地元の国立大を卒業したミサキさんは、地元の零細企業に就職。婚活パーティーで知り合った夫と30歳のときに結婚した。当時の世帯年収は約600万円だったが、ミサキさんは出産を機に会社を退職せざるを得なかったため、現在は約300万円で暮らす。
"子どもを持つべきかどうか"を悩んでいたミサキさんは、当時の不安を次のように振り返った。

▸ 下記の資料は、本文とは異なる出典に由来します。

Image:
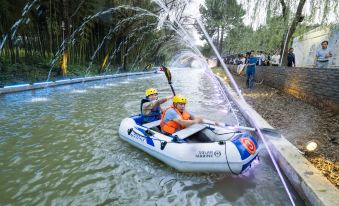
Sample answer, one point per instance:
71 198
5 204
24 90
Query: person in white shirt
275 59
322 55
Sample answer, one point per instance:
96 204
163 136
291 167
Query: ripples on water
61 147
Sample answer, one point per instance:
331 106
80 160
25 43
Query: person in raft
150 106
176 118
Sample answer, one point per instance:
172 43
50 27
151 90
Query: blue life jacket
151 117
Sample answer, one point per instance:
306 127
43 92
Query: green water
59 146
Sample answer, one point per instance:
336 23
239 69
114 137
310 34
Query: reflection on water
66 151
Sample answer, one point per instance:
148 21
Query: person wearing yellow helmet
150 105
175 117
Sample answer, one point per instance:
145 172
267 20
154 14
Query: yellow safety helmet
151 91
179 99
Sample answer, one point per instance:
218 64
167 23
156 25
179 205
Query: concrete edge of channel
42 85
307 180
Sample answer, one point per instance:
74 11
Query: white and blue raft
198 148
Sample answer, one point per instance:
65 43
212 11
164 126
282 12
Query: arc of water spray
238 92
242 98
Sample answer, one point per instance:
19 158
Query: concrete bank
41 85
318 87
309 182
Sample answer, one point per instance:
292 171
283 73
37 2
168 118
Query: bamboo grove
92 36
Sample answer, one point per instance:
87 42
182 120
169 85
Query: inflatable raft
198 148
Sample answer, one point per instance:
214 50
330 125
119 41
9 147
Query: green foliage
127 36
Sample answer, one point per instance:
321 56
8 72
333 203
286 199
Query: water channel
60 146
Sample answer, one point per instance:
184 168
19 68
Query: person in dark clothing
290 58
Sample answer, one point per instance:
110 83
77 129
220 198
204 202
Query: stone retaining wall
319 87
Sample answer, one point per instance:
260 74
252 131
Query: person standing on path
291 58
250 70
322 55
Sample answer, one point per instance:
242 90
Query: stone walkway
299 122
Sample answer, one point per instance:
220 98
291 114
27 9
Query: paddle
268 131
168 76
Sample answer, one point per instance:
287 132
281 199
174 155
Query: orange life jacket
171 126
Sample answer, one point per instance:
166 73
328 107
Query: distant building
306 45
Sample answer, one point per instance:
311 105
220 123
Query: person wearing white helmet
150 105
176 118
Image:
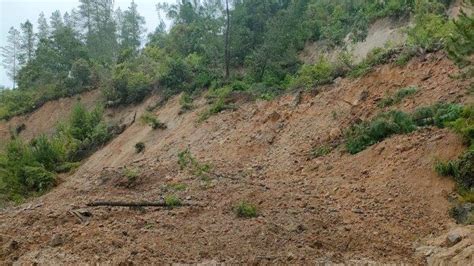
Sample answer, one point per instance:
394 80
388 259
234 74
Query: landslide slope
375 206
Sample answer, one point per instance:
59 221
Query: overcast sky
14 12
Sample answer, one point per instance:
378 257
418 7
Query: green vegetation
139 147
151 120
246 210
320 151
261 56
397 97
365 134
187 161
186 102
28 169
172 202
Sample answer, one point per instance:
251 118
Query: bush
375 57
439 114
151 120
464 125
310 76
397 97
320 151
365 134
246 210
431 28
172 202
187 161
186 102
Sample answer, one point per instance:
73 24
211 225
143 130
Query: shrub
151 120
187 160
310 76
397 97
439 114
139 147
431 28
365 134
246 210
464 125
172 202
186 102
320 151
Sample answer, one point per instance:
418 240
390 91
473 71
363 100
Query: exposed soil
375 206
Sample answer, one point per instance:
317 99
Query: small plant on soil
187 161
172 201
397 97
320 151
186 102
139 147
246 210
130 174
151 120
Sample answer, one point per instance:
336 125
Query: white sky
14 12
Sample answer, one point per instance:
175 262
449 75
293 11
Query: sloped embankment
373 206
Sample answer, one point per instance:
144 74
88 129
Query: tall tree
56 21
132 28
98 21
27 42
10 54
227 36
43 27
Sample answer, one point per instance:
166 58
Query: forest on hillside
218 46
211 44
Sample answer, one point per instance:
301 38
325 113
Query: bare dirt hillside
383 205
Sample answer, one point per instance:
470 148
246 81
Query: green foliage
464 125
246 210
310 76
186 102
365 134
172 202
376 57
187 161
460 44
139 147
320 151
151 120
30 168
431 28
438 114
397 97
218 99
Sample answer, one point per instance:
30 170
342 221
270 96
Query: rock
56 240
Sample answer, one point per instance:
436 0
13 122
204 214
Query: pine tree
10 54
27 42
56 21
43 27
132 28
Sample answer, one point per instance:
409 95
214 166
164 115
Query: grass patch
172 202
397 97
365 134
186 102
187 161
139 147
151 120
320 151
246 210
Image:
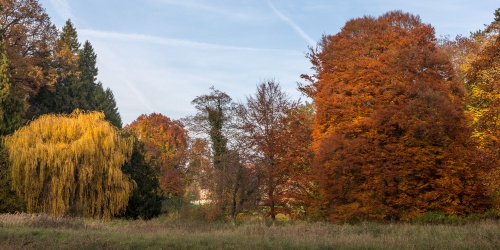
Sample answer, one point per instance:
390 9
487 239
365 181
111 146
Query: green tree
77 86
11 118
71 165
145 201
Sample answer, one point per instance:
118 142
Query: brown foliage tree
165 143
390 133
31 40
482 78
231 179
266 119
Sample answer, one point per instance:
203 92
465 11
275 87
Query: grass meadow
28 231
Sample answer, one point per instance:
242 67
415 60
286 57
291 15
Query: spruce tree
77 86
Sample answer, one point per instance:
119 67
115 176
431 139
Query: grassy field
24 231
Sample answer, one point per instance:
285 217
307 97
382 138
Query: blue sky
158 55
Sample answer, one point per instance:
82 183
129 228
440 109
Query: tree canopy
70 165
390 130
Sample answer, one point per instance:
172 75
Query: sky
158 55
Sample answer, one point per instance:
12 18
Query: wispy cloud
206 8
294 26
168 41
63 8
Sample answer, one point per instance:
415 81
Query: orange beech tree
482 79
165 144
390 134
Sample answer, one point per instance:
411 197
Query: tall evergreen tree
146 198
77 86
11 107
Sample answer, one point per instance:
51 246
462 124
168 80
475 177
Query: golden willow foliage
71 165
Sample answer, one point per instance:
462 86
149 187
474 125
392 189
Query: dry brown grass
23 231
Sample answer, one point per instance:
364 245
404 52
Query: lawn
23 231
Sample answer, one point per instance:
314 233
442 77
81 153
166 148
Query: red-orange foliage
390 131
165 143
483 78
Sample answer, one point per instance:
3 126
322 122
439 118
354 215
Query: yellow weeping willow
71 165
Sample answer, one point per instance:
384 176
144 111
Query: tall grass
22 231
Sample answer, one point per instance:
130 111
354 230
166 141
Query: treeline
401 124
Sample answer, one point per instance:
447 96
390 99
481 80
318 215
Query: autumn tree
231 178
264 117
30 43
165 144
301 189
390 132
483 102
71 165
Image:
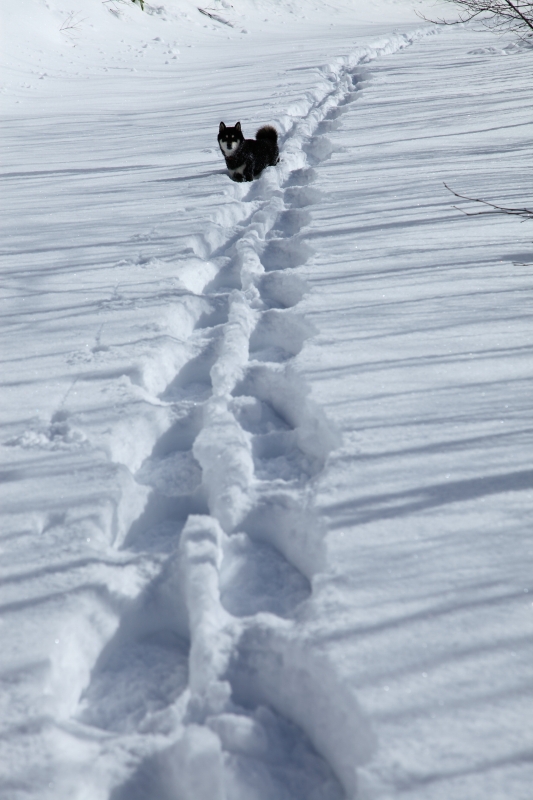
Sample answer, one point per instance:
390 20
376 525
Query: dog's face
230 139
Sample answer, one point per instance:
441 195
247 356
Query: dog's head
230 139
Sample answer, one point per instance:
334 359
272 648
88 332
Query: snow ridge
209 688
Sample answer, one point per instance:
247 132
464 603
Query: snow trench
208 689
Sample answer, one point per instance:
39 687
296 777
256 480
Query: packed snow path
293 499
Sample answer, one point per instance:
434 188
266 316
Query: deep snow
266 472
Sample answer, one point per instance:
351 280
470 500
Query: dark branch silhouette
525 213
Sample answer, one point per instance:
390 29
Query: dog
247 158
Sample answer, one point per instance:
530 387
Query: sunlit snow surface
266 448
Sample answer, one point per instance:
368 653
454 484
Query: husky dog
247 158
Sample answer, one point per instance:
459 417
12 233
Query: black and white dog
247 158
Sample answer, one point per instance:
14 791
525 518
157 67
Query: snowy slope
265 448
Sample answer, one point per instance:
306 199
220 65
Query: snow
266 477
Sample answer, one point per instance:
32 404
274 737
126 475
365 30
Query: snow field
228 455
258 441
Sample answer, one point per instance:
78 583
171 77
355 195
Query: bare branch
501 15
525 213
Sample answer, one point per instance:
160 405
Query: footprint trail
209 687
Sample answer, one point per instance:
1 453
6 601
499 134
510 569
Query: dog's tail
268 133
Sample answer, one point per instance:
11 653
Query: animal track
209 658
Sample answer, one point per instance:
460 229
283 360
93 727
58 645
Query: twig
525 213
216 17
71 24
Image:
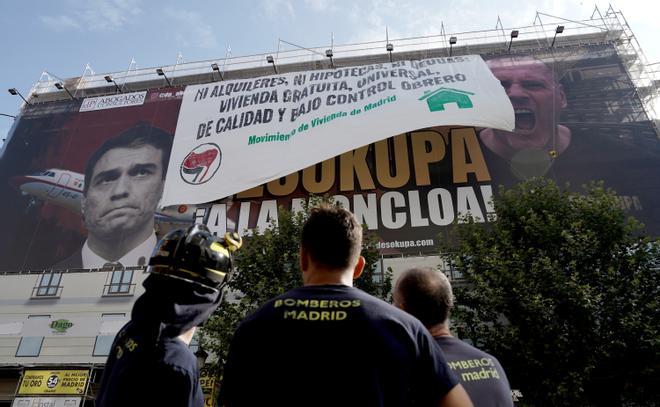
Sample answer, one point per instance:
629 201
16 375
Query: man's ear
359 267
83 202
304 261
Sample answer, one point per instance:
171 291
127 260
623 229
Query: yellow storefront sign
53 382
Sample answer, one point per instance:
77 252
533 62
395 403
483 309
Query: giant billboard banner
288 122
577 119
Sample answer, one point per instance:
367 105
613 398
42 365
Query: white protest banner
234 135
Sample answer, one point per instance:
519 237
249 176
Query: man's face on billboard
124 191
536 98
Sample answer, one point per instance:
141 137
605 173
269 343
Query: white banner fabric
234 135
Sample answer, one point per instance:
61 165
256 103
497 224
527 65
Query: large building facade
585 83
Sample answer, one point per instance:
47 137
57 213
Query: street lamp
216 68
558 30
514 34
15 92
328 53
59 86
109 79
270 60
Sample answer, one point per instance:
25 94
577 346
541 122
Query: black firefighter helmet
196 255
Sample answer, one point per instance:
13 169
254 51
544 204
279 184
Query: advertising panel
311 116
46 402
52 382
577 119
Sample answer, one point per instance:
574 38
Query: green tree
267 266
564 289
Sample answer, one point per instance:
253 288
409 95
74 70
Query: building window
31 345
103 343
48 285
120 283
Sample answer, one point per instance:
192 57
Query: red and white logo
201 164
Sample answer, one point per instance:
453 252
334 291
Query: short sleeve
434 378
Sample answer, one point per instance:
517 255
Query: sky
63 36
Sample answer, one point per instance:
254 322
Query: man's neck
114 249
322 276
187 336
440 330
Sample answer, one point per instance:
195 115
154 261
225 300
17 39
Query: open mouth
525 119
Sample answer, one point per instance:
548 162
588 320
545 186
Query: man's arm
457 397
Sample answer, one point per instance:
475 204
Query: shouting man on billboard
124 181
537 100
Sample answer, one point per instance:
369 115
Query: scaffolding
608 28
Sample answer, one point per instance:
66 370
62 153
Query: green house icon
437 99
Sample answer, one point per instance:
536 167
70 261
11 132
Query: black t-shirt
333 345
480 374
138 373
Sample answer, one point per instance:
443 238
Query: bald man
426 294
537 100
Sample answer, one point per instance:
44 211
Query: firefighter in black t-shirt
330 344
426 294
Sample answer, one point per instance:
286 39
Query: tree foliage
564 289
268 265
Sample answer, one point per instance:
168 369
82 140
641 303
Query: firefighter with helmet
150 362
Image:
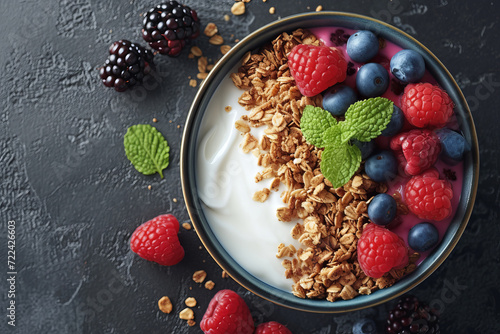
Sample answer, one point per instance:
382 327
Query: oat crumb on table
325 266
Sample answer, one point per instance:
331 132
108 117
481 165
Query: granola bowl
239 231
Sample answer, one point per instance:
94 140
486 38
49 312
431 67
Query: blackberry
126 65
167 27
411 316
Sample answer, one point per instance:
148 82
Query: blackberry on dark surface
167 27
126 65
339 37
411 316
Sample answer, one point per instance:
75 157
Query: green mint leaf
339 163
333 135
146 149
314 122
365 120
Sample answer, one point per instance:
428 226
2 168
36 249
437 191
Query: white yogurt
248 230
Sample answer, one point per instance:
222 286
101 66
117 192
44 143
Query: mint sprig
147 149
364 120
314 122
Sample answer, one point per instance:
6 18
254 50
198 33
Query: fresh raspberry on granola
428 196
315 68
272 327
426 105
416 150
227 313
156 240
380 250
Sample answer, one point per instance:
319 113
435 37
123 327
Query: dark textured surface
76 199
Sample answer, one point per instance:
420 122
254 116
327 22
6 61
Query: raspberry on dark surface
169 26
126 66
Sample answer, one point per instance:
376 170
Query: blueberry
395 124
381 167
408 66
453 146
338 98
423 237
364 326
372 80
362 46
382 209
366 147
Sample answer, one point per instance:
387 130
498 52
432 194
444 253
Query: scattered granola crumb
216 40
224 49
165 305
209 285
238 8
190 302
199 276
196 51
186 314
202 76
211 29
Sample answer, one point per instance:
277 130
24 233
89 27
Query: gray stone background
76 199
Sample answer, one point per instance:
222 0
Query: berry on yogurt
382 209
362 46
408 66
372 80
423 237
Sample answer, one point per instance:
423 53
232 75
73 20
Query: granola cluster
331 219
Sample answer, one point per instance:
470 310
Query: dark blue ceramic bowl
222 70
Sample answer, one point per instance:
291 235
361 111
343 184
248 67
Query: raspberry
429 197
416 150
156 240
315 68
167 27
272 327
126 65
426 105
227 313
380 250
412 316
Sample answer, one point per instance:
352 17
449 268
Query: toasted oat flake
211 29
199 276
190 302
186 314
331 219
196 51
238 8
165 305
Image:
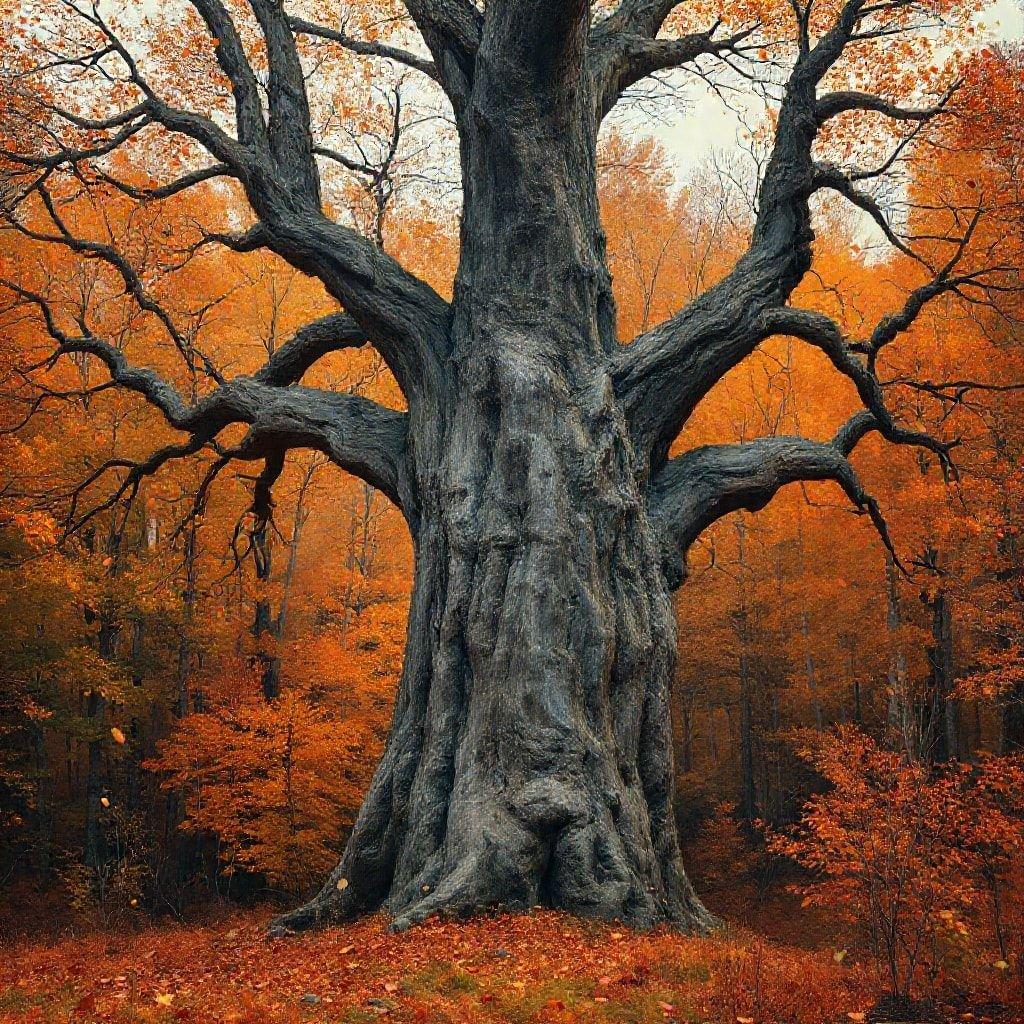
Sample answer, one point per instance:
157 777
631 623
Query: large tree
529 759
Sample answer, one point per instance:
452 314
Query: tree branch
621 58
666 372
699 487
358 435
364 48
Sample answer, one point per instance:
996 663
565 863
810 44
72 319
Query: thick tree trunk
530 755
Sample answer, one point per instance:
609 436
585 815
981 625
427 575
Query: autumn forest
475 547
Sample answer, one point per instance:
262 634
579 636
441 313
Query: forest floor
544 967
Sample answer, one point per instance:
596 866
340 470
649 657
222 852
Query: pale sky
709 125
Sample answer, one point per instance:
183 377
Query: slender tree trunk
530 754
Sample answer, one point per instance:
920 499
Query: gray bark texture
529 759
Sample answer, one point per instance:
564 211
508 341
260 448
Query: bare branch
364 48
699 487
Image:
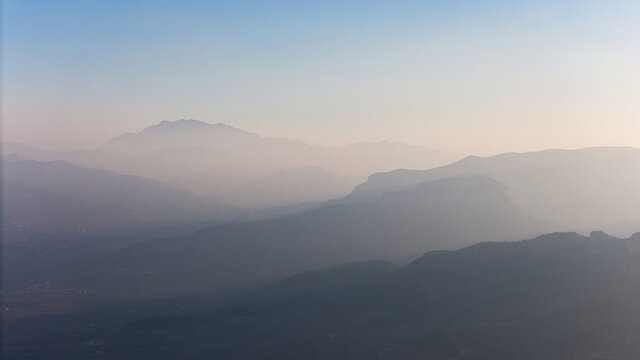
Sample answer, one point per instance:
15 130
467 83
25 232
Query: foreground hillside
443 214
557 296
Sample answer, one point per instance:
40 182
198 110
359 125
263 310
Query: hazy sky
471 76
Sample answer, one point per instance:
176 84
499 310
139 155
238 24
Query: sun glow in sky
468 76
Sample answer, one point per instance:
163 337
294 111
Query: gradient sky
470 76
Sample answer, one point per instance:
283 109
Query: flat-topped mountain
239 167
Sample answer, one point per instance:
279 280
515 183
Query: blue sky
471 76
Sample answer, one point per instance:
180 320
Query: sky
476 77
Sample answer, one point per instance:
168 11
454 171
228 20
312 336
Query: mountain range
443 214
239 167
556 296
580 189
56 197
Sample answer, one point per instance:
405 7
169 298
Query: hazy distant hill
578 188
444 214
243 168
58 197
558 296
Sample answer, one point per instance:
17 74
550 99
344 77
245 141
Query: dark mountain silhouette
242 168
444 214
340 277
558 296
58 197
578 188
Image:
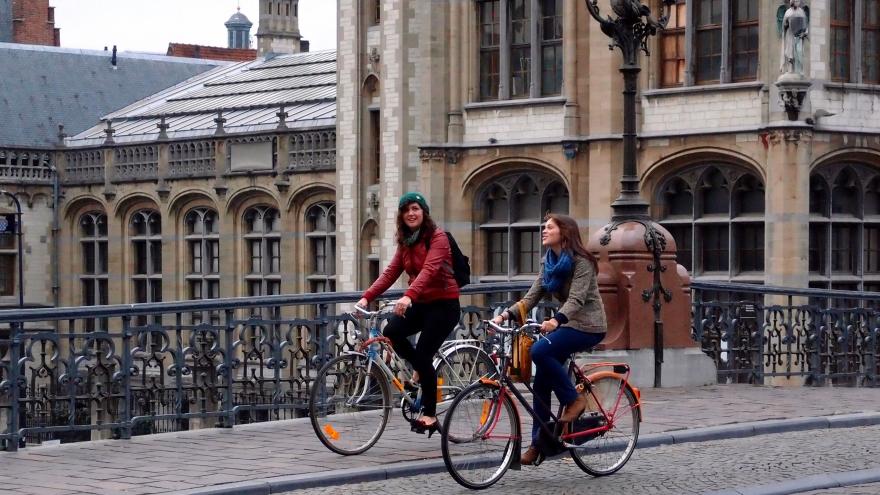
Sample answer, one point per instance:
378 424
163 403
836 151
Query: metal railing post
126 430
229 371
15 382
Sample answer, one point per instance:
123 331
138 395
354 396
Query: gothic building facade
502 110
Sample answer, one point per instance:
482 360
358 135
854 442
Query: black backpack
461 264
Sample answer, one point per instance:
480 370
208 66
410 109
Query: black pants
435 320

「出産や子育てにかかる費用、日々の生活費など、今の収入ではお金が足りないのではないかという不安がありました。何とかやりくりするしかないですが、みんなが持っているおもちゃを買ってあげられない、旅行に行けないなど娘に悲しい思いをさせてしまうのではないかという不安もありました」
現在も家庭の状況について不安や悩みを抱えている。1LDKの賃貸物件に3人で住むには狭く感じるものの引っ越しする費用がない。育児の難易度が高くて全く思うようにいかない。求職活動をしているが、0歳の娘がいる自分を雇う会社はあるのか。
娘にとって親ガチャ失敗なのではないかと思う理由について、ミサキさんは「まず私が親になるほど成長できていなかったように思います」と吐露する。
「産後うつになってしまい母に手伝ってもらってばかりで、娘と2人の時は一緒に号泣したり、何も分からない娘にイライラしたり怒ってしまったりと、心にほとんど余裕がないです」
経済的にも全く余裕がないというミサキさん。「これから先、娘がやりたいことや欲しいものを叶えてあげられないことも多いのかな」と懸念もある。
妊娠前に親ガチャという言葉を知った時は「上手いこと言うな」と感じた。子どもが行きたい学校に通えない、就きたい仕事に就職できないといったことは家庭環境の影響で十分あり得ると共感を示しつつも、次のように語った。
「年収が低いことを『努力不足』と言われることも多いように感じますが、努力だけではどうにもならないこともあると思います(私の場合はたしかに努力不足なのかもしれませんが)。実際親になってみたら親ガチャという言葉はプレッシャーでしかないです...」
育児と仕事の両立でまた産後うつのような状態になるのではないか、働いても給料が上がらない、理想の母親像と自分がかけ離れている――そんな不安を抱えながらも、ミサキさんは今の状況をどうにか解決に向かわせたいと述べる。